Comunque, Andrew era riuscito in qualche modo a tranquillizzarla ed era rimasto con me per tutto il tempo. Perché ogni volta che succedeva qualcosa di assurdo, irripetibile io riuscivo a perdermelo? Avrei davvero voluto assistere alla scena che prevedeva un Andrew paziente e calmo, mentre tentava di non far saltare i nervi alla mamma impedendole di precipitarsi qui. Sicuramente, non appena mi fossi ripresa glielo avrei domandato. Mi mossi, lentamente nel tentativo di prendere un fazzoletto dal comodino. Avevo perso qualsiasi tipo di sensibilità del mio povero naso. Potevo anche averlo perso durante la notte, se solo non continuasse a perdere come un rubinetto. Non ce la facevo più. Non ero abituata a restare in silenzio così a lungo. Avevo assolutamente bisogno di parlare, altrimenti non sapevo quanto tempo sarei potuta sopravvivere.
Riuscii ad allungarmi, mugolando debolmente per il dolore che avvertii in numerose parti del corpo non identificate. Presi la stoffa soffice del fazzoletto e mi soffiai il naso, imitando il suono di una tromba.

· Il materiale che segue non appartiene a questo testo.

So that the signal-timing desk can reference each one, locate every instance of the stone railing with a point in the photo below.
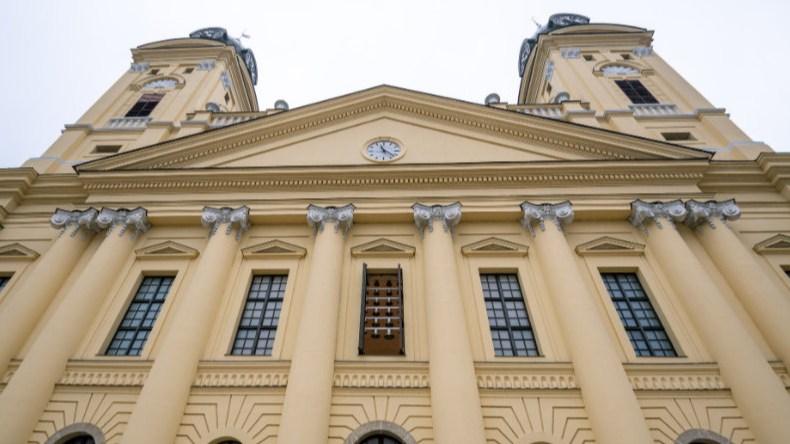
(654, 109)
(128, 123)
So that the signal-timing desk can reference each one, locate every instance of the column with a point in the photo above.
(27, 394)
(615, 414)
(308, 397)
(755, 387)
(766, 304)
(157, 414)
(28, 302)
(455, 401)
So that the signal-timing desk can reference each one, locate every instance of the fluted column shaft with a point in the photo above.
(27, 394)
(766, 304)
(755, 387)
(455, 400)
(614, 412)
(160, 406)
(28, 302)
(308, 397)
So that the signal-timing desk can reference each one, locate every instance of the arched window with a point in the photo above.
(380, 439)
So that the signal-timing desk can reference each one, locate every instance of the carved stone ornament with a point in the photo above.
(226, 80)
(699, 212)
(448, 215)
(571, 53)
(206, 66)
(561, 214)
(140, 67)
(645, 51)
(214, 217)
(643, 212)
(161, 83)
(549, 70)
(317, 217)
(618, 70)
(136, 219)
(86, 220)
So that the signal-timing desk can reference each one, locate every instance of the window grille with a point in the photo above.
(381, 314)
(636, 92)
(640, 320)
(139, 319)
(258, 324)
(511, 329)
(145, 105)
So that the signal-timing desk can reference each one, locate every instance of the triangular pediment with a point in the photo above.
(167, 250)
(17, 251)
(494, 246)
(432, 130)
(776, 244)
(383, 247)
(610, 245)
(274, 248)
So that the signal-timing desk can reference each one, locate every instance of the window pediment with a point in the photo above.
(167, 250)
(17, 251)
(274, 248)
(610, 245)
(494, 246)
(383, 247)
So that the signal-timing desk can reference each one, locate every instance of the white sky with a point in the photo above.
(61, 56)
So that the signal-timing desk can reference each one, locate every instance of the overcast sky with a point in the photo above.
(61, 56)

La testa rischiava di esplodere. Sentivo gli occhi umidi e appiccicosi. Grr.
Quando finii, in un momento di lucidità, ricordai Andrew che mi posava la sua giacca nera sulle spalle. Andrew che mi prendeva tra le braccia e mi portava in camera mia...Poi non ricordavo più niente. Sbuffai, appallottolando il fazzoletto usato e lo tirai sul comodino gemendo per la mia insofferenza. Non controllai neanche che fosse andato a segno, anzi sprofondai con la testa sul cuscino e mi tirai su con decisione le lenzuola in modo che mi coprissero anche le orecchie.

Qualche minuto più tardi, mentre cercavo di riprendere sonno, qualcuno bussò alla porta facendomi sussultare.

"Ahia." Mi lamentai, sospirando pesantemente.

Prima ancora che potessi dire «avanti» la porta si spalancò. Vedevo tutto annebbiato, quindi non riuscii a distinguere la figura che si trovava sulla soglia della porta. Battei le palpebre una, poi due volte cercando di mettere a fuoco la stanza. Riconobbi la figura di papà.

"Papà..." Borbottai, con la voce attutita dal lenzuolo che mi arrivava fin sopra il naso. Rabbrividii un'altra volta per il freddo che sentivo e mi strinsi le coperte al petto. Faticavo a prendere aria dal naso, quindi la mia voce suonava nasale e ridicola alle mie stesse orecchie."Ho già detto alla mamma che non ho fame, quindi..."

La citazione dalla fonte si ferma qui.